As court-reporting students, you are faced with a constant flood of new outlines to learn.
Nobody knows all of them, and nobody can learn all of them right now.
And that begs the question, “What briefs should you learn right now?”
The answer is elegant and simple: learn the ones that give you the most trouble. A word that shows up time after time after time is a better candidate to be briefed than one that appears sporadically.
Here’s an example: Learning a brief for “record” is much more important than learning a brief for “reformation.” “Record” is a very popularly used term. Knowing “reformation” is nice, but it isn’t very popular and the stroke itself is probably a bit hard. When you learn “record,” you are solving a problem that you face every day. You can’t say that about “reformation.”

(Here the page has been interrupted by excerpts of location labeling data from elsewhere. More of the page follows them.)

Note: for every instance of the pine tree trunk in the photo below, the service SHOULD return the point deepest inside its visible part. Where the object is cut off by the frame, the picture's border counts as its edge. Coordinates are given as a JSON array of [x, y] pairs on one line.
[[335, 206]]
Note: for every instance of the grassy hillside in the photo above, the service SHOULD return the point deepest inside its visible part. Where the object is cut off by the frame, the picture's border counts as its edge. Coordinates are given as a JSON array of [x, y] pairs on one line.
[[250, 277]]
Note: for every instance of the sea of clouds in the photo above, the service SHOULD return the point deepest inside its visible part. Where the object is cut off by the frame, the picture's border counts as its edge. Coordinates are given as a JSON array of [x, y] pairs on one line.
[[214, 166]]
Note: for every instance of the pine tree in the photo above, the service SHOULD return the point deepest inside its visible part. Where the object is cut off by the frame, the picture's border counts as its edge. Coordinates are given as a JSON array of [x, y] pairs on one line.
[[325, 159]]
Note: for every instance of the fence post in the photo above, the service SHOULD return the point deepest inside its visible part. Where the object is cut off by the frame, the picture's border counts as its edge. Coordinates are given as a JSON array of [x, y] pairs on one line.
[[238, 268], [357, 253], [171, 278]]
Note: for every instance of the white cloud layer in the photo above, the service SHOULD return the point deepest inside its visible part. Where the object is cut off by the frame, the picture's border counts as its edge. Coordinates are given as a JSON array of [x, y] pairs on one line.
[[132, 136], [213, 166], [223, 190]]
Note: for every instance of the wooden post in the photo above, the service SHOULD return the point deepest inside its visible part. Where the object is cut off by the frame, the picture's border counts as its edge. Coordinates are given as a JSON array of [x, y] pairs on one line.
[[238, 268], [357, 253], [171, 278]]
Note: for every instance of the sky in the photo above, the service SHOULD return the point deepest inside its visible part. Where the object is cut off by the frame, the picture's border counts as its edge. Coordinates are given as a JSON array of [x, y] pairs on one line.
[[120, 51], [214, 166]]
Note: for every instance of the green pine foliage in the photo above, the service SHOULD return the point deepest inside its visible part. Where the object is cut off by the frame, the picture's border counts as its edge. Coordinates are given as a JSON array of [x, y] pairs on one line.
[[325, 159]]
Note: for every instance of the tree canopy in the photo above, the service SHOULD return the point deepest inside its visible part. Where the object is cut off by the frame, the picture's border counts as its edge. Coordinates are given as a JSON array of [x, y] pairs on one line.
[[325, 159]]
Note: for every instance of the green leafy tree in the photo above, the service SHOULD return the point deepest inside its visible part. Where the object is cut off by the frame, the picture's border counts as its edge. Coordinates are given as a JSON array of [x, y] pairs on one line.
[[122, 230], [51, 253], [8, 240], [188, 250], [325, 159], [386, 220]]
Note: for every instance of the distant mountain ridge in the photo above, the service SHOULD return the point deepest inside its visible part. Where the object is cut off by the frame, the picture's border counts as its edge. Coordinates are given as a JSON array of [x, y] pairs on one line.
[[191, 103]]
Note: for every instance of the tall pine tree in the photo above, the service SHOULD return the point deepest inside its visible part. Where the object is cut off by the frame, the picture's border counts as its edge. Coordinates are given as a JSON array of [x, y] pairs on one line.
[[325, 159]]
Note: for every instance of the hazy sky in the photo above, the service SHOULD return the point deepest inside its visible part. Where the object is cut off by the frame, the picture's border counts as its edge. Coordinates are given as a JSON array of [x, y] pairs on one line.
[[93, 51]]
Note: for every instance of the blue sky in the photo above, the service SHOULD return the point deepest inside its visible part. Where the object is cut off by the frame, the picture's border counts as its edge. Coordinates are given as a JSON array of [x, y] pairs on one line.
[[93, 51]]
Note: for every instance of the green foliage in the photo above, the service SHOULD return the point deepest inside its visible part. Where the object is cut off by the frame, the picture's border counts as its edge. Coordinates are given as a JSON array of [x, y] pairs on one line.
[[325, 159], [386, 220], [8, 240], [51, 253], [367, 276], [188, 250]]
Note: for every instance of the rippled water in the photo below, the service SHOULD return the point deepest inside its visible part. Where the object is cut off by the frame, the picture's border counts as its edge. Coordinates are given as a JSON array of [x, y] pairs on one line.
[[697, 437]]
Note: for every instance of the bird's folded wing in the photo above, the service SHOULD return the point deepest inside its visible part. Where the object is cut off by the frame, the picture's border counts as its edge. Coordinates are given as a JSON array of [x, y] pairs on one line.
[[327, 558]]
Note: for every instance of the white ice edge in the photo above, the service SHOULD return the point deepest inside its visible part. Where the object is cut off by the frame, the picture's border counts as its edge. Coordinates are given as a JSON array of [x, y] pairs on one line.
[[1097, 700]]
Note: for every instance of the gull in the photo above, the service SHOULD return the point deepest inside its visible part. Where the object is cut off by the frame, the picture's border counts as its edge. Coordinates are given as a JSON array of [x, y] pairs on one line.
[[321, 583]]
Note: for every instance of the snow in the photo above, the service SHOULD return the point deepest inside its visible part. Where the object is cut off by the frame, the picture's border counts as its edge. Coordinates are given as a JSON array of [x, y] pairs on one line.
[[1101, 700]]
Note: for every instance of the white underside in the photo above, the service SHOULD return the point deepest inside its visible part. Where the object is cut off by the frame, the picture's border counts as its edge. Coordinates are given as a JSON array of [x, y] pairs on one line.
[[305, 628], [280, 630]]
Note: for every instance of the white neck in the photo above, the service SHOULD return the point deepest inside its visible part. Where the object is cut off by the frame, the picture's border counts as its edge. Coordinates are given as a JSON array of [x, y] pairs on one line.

Am I saying that you should never learn a brief for “reformation”? No, not at all. You will probably learn it when you learn “reform,” but even “reform” is not as popular as “record.” I would learn “reform” way down the steno avenue after I learned “record.” As to “reformation,” I decided long ago that the brief was too hard. I am much better off using two easy strokes, rather than one hard one. If “reformation” was more popular, perhaps I would look for an easier brief.
What are the briefs that show up the most? That’s fairly easy to figure out. Review your dictations, and write down the problem words. From that list, pick out a few of the really popular ones, and work on their outlines.
Review your drills.
Make a list of problem words.
Memorize the most popular words on your list.
I have much more detailed methods that we can talk about another day, but if you follow the simple plan that I just outlined, and you will have an effective method of memorizing briefs.